Un excellent Massimo Carlotto

Massimo Carlotto n’est jamais aussi bon que lorsqu’il met en scène un authentique salopard. Avec Giorgio Pellegrini, « héros » de Arrivederci amore il en tient un de belle facture. Du coup son dernier roman, A la fin d’un jour ennuyeux qui reprend le personnage est absolument excellent.

CarlottoGiorgio Pellegrini est donc une authentique pourriture. Ancien combattant d’extrême gauche des années 70, converti sans état d’âme à la délation et à la délinquance, il s’est acheté une conduite grâce à l’argent mal acquis (et oui, contrairement à l’adage gentillet, bien mal acquis profite souvent). Il est aujourd’hui l’heureux propriétaire d’un restaurant où se rencontre le gratin de la Vénétie. En parallèle il gère de main de maître un petit groupe de prostituées de haut vol, très discrètes, à destination des politiques et hommes d’affaires. Et il est marié avec une très belle femme qui lui obéit en tout. La belle vie. Jusqu’à ce que son « ami » et associé l’avocat et député Brianese lui vole les deux millions d’euros qu’il lui avait confiés pour investissements. Une grosse erreur car, comme le dit Giorgio :

« Eux, ils avaient connu un homme différent, prêt à tout pour plaire et pour être accepté.
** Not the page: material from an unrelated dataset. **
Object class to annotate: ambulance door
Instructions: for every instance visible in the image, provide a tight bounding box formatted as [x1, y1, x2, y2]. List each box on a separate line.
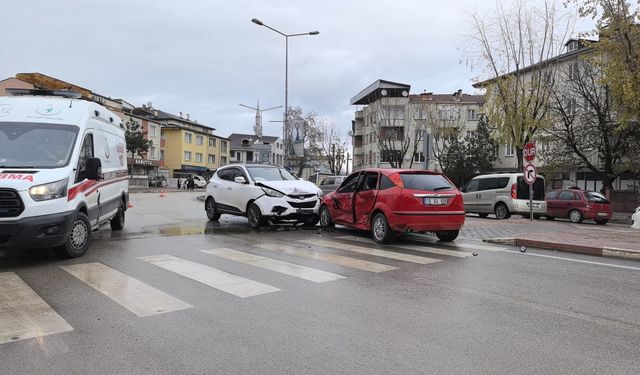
[74, 132, 100, 227]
Ils n’avaient pas la moindre idée de qui était vraiment Giorgio Pellegrini. »

Les italiens sont vraiment les meilleurs quand il s’agit de nous mettre dans la tête d’une authentique pourriture. Pas un psychopathe serial killer comme aux US. Pas même un fanatique raciste xénophobe, d’extrême droite … Non, juste un pur produit du capitalisme et de l’individualisme. Juste poussé à son extrême. Un qui ne pense qu’à lui, uniquement à lui, qui n’a aucun frein moral et un seul but, gagner du fric.

Le magnifique Giorgio Pellegrini peut rejoindre ses collègues Eddie Florio de Valerio Evangelisti, ou Gigi Vianello autre personnage de Massimo Carlotto. Infect avec les femmes, n’hésitant pas à tuer quand un meurtre l’arrange (même si la victime ne lui a rien fait), capable des pires extorsions, chantages, tortures … manipulateur, calculateur … et tout ça dans un seul et unique but : le bien être de Giorgio Pellegrini. Une vraie raclure, un vrai plaisir de lecture.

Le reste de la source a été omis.